De mi selectividad recuerdo unas noches con flexo, algo así como noches de Gestapo, con olor a ozono, con sueño y muchos bichitos, ecuaciones y filósofos subiéndome por la manga como si yo fuera un Gulliver electrocutado. Eso y un cuidado de que no se te olvidaran la calculadora y el carné, y dos días de exámenes fuera de mi pueblo, en el gimnasio de un instituto de El Puerto donde las preguntas parecían tiros libres. Creo que me cayeron Platón y la duplicación del ADN y demostrar por inducción algo de matrices, y creo recordar que el examen de química fue criminal y que la niña que me gustaba no me hacía ni caso, con lo que la dinámica de sólidos en rotación te parecía más triste aún. Le temíamos a la Universidad como a una instrucción de marines. La selectividad no era nada, era en el primer curso donde la Escuela Politécnica de Cádiz dejaba muertos con cables pelados en los laboratorios y llenaba de suicidas y tunos aquella pequeña cafetería que parecía la cocina de un submarino.

Me pongo algo machadiano viendo a los jóvenes andaluces que van a la selectividad, ahora cuando la educación ha explotado en otra guerra callejera. Tienen estos estudiantes el mismo sueño y la misma duda con las teclas de arriba de la calculadora que teníamos nosotros, parece que nada ha cambiado, pero sí. Con una educación secundaria centrada en las ceras Plastidecor, la Universidad se ha agigantado como escalón y como monstruo. Aquel profesor de matemáticas de COU que nos asustó el primer día, cuando antes de presentarse siquiera dijo aquello de “estructura algebraica de R súper n” y llenó la pizarra de sumatorios sin respirar; aquel profesor quinqui o druida, somnoliento y durísimo, sólo lo agradecí después, cuando me encontré en la Universidad unos teoremas que venían de otro mundo de hormigas que escriben en griego y un estilo de buscarse la vida en la biblioteca como en la jungla. Ahora, conozco alumnos de 4º de ESO que no saben resolver una ecuación de segundo grado. Si ya entonces el bueno de Frankie (Frankenstein), el profesor de Cálculo I en la Politécnica, nos tragaba enteros por la cabeza en la primera clase, no quiero ni imaginar qué hará esta nueva generación mal entrenada en el recortable y en la flojera logsiana.

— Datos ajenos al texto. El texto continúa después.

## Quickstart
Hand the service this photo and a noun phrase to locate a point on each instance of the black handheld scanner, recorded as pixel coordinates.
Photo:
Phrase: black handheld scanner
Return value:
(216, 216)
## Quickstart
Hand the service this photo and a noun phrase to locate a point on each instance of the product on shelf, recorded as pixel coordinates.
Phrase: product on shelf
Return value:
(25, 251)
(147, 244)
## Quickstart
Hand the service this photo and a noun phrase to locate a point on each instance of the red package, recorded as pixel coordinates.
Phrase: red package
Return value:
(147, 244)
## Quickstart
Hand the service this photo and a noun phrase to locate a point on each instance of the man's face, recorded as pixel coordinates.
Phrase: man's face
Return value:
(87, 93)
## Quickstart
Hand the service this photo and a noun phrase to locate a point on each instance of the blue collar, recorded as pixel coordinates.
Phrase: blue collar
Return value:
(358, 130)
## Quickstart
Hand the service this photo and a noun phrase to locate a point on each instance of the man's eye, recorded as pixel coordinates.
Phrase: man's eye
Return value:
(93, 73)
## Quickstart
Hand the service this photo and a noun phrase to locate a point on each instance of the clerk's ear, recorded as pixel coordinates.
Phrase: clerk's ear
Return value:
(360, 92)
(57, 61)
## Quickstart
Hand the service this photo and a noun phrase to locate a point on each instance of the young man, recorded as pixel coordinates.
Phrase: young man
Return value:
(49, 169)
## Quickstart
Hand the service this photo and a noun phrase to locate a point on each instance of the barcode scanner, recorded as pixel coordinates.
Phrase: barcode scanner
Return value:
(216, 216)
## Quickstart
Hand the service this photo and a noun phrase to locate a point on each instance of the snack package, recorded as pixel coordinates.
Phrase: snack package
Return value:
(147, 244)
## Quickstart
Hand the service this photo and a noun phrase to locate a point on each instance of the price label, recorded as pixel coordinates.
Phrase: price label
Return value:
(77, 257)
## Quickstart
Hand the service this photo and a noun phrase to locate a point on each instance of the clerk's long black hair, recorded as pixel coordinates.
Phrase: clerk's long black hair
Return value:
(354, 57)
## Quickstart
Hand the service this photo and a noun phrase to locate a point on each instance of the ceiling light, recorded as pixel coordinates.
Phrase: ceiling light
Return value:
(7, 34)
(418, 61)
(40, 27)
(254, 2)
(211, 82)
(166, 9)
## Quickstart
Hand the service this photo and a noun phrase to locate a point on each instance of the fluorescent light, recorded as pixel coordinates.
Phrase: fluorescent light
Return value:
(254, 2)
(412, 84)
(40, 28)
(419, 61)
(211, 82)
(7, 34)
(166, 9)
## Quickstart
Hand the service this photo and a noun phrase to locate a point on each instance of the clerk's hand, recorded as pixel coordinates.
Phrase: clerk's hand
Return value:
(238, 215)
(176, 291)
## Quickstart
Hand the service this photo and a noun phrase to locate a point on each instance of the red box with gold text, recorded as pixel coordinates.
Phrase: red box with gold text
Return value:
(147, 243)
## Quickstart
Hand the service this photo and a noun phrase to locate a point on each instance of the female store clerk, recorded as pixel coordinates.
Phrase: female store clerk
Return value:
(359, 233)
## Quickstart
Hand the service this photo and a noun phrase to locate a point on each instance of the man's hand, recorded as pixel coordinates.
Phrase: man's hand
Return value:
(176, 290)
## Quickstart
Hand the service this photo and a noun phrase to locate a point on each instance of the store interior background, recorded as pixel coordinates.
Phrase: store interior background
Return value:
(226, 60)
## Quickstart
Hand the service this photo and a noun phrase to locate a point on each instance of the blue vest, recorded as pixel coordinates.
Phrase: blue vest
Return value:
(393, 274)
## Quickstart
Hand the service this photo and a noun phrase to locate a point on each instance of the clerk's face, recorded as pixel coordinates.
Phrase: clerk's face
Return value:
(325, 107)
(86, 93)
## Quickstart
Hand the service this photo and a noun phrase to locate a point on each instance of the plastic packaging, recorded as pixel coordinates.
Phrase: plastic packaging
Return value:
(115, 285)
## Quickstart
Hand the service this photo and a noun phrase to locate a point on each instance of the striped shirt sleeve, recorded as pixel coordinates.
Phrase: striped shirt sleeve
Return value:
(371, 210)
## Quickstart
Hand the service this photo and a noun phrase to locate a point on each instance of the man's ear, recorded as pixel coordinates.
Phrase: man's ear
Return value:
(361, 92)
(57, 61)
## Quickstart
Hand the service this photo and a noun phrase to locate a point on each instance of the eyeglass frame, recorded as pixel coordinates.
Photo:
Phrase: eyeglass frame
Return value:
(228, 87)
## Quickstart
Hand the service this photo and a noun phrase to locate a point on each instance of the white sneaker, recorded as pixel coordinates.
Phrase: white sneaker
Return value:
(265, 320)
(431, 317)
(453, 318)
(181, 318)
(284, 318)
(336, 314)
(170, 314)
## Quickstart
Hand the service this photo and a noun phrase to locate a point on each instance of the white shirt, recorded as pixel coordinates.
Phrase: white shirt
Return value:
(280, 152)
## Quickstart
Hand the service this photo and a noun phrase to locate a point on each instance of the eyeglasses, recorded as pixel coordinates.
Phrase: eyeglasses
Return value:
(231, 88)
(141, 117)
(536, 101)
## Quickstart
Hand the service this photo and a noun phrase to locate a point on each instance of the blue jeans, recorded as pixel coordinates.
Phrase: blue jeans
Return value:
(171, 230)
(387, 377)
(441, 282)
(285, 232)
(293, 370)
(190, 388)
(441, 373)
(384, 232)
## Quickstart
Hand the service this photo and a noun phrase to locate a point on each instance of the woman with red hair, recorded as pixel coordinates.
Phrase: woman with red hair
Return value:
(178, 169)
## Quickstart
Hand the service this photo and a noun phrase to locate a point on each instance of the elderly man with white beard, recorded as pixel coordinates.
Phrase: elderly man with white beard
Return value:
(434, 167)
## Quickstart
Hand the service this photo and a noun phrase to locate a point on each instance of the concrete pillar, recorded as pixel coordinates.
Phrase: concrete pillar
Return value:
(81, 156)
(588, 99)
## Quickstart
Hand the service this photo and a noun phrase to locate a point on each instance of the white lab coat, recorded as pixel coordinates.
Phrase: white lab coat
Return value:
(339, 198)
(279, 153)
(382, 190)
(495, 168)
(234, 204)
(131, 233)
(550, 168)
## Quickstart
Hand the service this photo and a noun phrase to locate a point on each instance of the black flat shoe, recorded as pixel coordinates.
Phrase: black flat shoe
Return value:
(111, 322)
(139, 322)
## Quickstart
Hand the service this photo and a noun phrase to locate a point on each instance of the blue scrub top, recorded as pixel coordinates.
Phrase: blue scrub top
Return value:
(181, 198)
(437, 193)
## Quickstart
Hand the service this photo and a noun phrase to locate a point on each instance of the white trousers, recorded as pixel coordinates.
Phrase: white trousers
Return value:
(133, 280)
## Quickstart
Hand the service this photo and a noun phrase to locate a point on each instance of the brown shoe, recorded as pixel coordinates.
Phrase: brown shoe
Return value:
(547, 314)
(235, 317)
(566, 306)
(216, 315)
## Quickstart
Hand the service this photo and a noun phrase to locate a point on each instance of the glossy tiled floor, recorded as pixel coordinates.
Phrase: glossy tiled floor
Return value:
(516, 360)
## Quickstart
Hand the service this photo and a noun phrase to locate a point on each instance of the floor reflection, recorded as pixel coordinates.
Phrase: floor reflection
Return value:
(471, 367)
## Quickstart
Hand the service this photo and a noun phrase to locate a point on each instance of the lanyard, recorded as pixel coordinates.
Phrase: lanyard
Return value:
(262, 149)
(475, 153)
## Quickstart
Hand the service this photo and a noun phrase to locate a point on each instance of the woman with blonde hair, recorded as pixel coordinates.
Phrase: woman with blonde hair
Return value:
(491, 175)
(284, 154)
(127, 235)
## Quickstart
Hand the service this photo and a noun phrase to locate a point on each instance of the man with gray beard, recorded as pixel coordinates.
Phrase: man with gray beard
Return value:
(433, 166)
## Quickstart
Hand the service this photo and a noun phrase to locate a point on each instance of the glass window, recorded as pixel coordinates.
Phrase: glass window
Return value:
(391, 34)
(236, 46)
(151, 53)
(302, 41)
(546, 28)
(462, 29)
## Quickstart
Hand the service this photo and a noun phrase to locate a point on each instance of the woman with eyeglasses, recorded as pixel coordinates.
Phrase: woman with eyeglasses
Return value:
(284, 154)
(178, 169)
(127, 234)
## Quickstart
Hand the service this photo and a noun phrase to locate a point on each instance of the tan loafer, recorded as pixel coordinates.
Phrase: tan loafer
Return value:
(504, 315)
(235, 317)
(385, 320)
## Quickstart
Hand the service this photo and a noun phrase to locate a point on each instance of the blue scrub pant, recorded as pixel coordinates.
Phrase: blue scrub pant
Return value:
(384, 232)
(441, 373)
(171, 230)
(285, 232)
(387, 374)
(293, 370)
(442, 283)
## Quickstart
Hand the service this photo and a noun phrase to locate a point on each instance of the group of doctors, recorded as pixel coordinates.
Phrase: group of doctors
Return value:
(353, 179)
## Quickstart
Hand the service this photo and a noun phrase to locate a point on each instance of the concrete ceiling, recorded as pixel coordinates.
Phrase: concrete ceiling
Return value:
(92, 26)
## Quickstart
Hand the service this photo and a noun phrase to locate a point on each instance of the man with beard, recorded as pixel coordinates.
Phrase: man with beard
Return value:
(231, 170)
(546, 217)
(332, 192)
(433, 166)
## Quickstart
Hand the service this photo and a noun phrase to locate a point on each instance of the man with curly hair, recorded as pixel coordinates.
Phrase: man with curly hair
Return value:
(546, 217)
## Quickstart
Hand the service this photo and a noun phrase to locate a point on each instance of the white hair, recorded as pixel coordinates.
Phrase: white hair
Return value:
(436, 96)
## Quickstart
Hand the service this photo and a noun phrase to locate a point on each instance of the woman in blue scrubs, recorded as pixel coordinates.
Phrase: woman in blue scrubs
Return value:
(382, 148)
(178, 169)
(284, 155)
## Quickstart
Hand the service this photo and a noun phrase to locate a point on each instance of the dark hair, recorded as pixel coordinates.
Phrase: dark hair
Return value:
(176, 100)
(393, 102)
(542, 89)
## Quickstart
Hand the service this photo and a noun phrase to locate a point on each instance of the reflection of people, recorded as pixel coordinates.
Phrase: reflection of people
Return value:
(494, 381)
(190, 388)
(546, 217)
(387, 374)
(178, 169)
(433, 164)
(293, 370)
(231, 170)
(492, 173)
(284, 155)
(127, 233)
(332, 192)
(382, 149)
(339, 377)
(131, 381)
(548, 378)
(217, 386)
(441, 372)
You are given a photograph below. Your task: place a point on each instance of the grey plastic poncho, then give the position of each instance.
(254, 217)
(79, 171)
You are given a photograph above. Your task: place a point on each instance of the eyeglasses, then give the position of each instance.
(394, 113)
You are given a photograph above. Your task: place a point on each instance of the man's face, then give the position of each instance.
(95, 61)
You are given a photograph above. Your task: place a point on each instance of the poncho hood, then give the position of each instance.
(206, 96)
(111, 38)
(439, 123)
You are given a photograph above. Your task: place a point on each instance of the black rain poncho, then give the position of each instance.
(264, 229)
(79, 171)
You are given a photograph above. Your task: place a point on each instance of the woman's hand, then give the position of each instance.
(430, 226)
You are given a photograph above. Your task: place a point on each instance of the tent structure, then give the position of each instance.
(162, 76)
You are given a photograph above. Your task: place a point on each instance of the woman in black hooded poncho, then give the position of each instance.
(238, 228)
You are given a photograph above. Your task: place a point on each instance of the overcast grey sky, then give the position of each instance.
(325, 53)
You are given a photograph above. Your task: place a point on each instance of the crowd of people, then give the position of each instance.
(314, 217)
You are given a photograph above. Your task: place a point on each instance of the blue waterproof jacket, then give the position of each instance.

La Logse lo pervirtió todo, redujo a los alumnos a presuntos idiotas, cambió el estudio por el tobogán y las clases por galleras. Ahora ya no te asusta un profesor armado de espacios vectoriales como un samurai, sino el niñato navajero contra el que el sistema sólo pone a un payasito. Han llenado los institutos de mediadores, cursillistas, y cuentacuentos, pero los niños salen montunos, ceporros y matones. Hay un problema de contenidos y otro de actitud. La violencia pone a arder los institutos, los profesores caen en depresiones y apedreamientos, los acosados se tiran por los puentes y a nuestros gobernantes todo les parece anecdótico, hasta ver la calle llena de cabreados. No lo es, es un problema estructural, no puede haber enseñanza sin autoridad ni estudio sin esfuerzo. La Logse se cargó ambos principios y las sucesivas contrarreformas no han sido sino mudanza de departamentos, defenestración de las humanidades y guerras inútiles de religión. Necesitamos la educación o nos sobrevendrá una Edad Media con mensajes SMS. Pero mientras, a lo más que llega la Junta es a poner salas de relajación para los examinados. Han llegado a la selectividad zen y al masaje de pies para enfrentarse al mundo y al miedo. Y fuera, ruge la calle, quizá demasiado tarde.